One factor that can affect the spring constant is the mass of the object attached to the spring. As you add more mass to the spring, the force required to stretch or compress the spring also increases. This is because the added mass adds to the overall load on the spring, causing it to stretch or compress more.

However, there is a limit to how much mass a spring can support before it reaches its maximum stretch or compression. Once this limit is reached, adding more mass will not result in a higher spring constant. In fact, it may even cause the spring to lose some of its stiffness, resulting in a decrease in the spring constant.

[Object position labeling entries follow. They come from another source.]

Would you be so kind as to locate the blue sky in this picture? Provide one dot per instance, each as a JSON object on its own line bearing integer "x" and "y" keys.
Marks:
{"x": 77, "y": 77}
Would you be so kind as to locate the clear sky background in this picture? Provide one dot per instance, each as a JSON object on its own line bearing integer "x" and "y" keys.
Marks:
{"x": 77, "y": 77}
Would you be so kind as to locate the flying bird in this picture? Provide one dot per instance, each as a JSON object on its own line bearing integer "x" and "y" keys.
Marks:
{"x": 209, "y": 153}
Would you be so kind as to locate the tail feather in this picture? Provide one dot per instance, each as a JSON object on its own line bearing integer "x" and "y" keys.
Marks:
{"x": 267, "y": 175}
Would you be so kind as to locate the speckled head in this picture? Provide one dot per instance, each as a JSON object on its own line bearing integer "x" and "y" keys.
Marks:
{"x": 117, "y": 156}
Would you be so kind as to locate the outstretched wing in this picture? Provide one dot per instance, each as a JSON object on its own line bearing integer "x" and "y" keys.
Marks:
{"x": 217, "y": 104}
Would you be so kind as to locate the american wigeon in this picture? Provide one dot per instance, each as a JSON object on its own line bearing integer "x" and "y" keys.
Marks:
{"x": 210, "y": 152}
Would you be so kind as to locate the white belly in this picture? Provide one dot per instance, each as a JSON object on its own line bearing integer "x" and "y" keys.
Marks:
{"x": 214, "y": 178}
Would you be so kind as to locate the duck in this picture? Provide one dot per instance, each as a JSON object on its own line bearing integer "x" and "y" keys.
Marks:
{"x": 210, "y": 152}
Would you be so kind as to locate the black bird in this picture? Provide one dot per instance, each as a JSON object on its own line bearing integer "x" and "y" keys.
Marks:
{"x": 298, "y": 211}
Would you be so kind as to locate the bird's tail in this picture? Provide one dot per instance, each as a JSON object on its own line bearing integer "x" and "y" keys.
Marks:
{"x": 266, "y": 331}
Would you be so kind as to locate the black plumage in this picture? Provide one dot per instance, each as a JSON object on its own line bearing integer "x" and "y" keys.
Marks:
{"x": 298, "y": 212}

It is possible that in your experiment, the 250g mass was the point at which the spring reached its maximum load and could no longer support any additional mass. This would explain why you saw a decrease in the spring constant at this point.

It is also important to note that there could be other factors at play, such as the quality or condition of the spring, that could affect the spring constant. It is always a good idea to repeat experiments and take multiple measurements to ensure accuracy and account for any discrepancies.

In conclusion, the spring constant can decrease after a specific mass is added due to the spring reaching its maximum load or other factors that may affect its stiffness. It is important to carefully consider all factors and repeat experiments to ensure accurate results.